Myst is also the game I hold responsible for f***ing mechanism puzzles. Oh look, here in the middle of this wood is a metal platform with a collection of buttons and switches. I guess if I go back three miles I’ll find a book that alludes to there being something which requires a dial to be rotated 38 degrees to the right, and there was that sign on the wall in that dungeon that had some arrows that vaguely suggested that there might be a switch somewhere that needed to be pushed up and down seven times.

So if I do those, only in the right order, absolutely nothing visible or audible will happen but another utterly disconnected location 15 minutes away will now have a new pixel that I can click on. THANKS MYST.

I mean, sure, adventure games up until that point were asking you to make logical choices, or solve inventory puzzles with lateral thinking, but who needed that? Not when you could have acres and acres of machines and signs and books to twat around with in the name of progress.

And I’m a Mac

Oh, and Myst is responsible for levels of smugness beyond any other, generated by – brrrrrrrrr – Mac gamers in the nineties. Oh, has the universe ever witnessed a more loathsome collection of turtle-necked smug-goblins? “Yes, I play computer games. But I play them on my [imaginary internal fanfare] Mac.” “Oh, so you play Myst and Civilisation then. And NOTHING ELSE.”

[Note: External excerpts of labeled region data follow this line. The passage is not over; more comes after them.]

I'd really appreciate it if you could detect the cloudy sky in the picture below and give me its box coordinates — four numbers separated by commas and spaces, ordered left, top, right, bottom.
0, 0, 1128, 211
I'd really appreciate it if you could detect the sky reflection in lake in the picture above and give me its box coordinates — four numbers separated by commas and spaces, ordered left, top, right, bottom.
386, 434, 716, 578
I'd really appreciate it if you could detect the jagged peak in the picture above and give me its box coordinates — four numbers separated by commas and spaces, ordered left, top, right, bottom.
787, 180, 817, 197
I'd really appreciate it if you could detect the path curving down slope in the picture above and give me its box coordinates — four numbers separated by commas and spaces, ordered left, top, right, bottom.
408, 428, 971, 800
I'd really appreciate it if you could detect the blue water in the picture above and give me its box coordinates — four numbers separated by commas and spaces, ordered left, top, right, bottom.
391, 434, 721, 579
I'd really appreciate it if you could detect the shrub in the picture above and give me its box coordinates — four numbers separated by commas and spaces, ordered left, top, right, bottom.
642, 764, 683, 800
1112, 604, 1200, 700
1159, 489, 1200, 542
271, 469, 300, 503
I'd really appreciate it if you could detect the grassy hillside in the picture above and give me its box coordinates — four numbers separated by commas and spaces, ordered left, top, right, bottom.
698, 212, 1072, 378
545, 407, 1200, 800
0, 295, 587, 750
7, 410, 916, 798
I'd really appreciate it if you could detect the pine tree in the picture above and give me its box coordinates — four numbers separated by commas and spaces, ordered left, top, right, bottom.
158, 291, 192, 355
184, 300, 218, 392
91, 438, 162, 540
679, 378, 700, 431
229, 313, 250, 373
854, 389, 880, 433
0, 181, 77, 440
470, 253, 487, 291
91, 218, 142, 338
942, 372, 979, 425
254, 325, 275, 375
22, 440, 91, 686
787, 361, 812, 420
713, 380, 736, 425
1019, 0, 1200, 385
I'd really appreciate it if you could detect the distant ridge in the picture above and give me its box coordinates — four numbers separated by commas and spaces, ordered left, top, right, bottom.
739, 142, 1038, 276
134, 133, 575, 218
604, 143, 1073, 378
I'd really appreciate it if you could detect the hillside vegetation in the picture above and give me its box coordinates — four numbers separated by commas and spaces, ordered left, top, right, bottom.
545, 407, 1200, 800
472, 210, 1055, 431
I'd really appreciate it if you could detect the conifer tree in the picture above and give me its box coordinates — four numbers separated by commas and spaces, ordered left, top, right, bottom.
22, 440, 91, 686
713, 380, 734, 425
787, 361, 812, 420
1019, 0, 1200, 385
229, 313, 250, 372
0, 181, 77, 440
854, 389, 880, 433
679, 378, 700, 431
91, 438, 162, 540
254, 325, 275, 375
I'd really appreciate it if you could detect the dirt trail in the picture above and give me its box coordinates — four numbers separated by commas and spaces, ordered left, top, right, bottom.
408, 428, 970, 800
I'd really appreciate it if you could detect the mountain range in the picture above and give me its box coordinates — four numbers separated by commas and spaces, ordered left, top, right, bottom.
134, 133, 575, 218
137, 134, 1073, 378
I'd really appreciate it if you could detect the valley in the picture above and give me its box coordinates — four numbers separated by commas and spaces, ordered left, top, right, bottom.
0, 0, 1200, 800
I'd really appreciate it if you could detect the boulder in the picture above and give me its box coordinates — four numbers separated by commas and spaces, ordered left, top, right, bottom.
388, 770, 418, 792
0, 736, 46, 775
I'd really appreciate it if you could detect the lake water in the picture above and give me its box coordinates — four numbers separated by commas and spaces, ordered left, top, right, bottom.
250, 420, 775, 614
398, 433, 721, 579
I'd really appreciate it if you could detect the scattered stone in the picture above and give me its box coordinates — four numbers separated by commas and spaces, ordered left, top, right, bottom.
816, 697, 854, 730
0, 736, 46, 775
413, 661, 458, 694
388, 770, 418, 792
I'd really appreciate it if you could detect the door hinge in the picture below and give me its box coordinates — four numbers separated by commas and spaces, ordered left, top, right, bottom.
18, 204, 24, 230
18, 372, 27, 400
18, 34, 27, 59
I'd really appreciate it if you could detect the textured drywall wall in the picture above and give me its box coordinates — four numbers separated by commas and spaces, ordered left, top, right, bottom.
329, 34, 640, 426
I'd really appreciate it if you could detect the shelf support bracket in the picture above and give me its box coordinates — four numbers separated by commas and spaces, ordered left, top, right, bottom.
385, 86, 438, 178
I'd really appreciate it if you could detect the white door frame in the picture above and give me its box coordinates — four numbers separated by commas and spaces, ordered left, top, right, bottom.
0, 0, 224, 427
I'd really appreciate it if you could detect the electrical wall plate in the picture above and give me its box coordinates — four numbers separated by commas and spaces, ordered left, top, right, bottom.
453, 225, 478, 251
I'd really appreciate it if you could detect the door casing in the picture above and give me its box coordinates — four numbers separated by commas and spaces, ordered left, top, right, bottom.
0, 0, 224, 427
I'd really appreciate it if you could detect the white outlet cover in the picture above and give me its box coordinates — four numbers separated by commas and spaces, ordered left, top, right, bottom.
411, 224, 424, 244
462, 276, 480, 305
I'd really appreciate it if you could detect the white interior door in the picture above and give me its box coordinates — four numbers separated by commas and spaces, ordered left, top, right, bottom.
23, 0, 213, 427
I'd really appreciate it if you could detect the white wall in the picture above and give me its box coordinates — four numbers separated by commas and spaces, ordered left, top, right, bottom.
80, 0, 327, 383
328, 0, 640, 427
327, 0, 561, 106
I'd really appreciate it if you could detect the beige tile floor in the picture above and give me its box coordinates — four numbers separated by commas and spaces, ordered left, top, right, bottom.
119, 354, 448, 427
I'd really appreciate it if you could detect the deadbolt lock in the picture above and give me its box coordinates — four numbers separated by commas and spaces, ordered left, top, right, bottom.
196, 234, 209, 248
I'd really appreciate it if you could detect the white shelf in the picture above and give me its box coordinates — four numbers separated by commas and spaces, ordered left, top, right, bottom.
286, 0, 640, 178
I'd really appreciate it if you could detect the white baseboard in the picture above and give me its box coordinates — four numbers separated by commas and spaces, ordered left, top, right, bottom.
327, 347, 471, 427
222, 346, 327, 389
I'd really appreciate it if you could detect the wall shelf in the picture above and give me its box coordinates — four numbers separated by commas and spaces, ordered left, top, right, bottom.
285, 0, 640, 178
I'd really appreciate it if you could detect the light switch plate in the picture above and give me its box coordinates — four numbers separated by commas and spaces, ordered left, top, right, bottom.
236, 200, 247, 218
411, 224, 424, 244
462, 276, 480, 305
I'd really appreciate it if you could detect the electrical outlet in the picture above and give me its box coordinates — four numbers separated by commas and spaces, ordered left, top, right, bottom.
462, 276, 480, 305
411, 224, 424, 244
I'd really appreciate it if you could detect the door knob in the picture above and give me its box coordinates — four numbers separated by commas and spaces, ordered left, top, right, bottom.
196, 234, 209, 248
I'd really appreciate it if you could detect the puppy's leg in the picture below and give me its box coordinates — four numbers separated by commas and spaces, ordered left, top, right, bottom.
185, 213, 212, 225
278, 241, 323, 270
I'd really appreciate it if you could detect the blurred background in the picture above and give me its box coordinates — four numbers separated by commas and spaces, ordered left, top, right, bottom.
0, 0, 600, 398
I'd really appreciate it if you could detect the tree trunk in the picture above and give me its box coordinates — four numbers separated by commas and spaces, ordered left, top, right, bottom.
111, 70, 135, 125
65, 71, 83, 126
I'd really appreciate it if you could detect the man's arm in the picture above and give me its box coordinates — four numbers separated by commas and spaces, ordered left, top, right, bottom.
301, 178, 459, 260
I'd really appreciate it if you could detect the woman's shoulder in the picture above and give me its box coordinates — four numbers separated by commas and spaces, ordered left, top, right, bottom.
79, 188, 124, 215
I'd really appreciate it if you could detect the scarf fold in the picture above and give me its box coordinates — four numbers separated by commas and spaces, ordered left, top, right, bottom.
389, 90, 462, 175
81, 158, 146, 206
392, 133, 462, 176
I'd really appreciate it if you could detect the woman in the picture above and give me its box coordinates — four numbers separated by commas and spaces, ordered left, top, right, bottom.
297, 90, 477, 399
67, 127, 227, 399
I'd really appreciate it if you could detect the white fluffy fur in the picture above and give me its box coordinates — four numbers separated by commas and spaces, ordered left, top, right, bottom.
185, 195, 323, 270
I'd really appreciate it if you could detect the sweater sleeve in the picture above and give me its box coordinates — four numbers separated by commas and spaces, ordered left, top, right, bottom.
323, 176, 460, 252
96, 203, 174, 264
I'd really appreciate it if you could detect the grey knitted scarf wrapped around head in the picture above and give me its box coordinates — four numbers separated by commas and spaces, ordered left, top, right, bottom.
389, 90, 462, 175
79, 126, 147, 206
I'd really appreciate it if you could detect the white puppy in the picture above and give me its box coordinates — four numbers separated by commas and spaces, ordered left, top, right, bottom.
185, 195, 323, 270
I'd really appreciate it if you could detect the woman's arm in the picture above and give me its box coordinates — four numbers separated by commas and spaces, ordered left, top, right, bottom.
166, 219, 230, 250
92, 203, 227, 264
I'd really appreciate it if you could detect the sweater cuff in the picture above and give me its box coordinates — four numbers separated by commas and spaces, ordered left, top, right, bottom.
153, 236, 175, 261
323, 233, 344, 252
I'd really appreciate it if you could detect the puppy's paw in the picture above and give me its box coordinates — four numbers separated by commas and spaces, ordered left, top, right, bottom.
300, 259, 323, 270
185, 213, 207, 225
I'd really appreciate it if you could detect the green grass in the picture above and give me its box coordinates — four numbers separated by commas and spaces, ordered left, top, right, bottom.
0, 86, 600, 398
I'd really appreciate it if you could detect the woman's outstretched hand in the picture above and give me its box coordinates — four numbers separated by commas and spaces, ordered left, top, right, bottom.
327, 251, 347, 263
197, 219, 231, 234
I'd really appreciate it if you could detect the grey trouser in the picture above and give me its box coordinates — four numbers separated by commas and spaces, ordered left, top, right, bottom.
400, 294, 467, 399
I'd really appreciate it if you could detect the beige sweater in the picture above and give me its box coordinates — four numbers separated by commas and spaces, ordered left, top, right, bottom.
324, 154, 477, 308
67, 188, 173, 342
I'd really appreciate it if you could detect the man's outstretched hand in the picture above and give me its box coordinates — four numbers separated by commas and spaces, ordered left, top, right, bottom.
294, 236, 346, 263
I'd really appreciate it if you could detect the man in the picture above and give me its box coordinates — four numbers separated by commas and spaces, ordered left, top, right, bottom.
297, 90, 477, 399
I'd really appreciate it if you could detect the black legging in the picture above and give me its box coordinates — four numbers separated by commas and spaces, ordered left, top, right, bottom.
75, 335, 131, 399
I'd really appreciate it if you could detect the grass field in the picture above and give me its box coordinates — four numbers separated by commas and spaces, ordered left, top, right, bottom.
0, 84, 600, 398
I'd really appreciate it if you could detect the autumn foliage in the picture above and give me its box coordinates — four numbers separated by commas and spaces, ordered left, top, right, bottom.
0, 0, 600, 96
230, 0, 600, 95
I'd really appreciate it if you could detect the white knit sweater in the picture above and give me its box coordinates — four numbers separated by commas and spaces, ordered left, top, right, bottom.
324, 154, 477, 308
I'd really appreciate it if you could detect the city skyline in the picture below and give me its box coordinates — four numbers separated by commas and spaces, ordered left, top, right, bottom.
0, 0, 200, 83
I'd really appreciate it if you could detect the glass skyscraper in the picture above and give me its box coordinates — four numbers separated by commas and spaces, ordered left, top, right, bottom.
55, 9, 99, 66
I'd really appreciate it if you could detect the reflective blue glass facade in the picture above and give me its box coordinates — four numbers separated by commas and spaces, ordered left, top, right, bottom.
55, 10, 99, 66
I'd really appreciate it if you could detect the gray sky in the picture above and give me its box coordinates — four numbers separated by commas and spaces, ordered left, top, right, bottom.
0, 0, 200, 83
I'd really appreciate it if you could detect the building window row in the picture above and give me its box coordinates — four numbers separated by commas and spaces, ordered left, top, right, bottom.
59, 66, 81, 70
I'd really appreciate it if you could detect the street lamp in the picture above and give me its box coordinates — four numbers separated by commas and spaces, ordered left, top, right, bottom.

Those one-mouse-buttoned buckets of self-importance, explaining to you how their Apple Macintosh is so much better for gaming than your PC, like a group of pompous weeds with dustbin lids for shields going to war with the armies of Sparta, and yet somehow the absolute certainty that they’d already won the battle. And then when trounced - smashed into the ground - looking up through their spindly glasses and saying, “And it’s far better for desktop publishing.”

A time to die

When I’m asked what I’d do if given a time machine, I don’t say, “Go to the dawn of the millennium to meet Christ,” or, “Travel forward to next week and get the lottery numbers!” I say, “I would travel back to 1992, to Cyan’s Washington studio, and I would smash everything to smithereens, then get the developers, stick them in the time machine, and send them four hundred million years into the past. And then I’d stay in that time and ensure that no one else attempt to revive the project. Anything, anything at all, to stop Myst.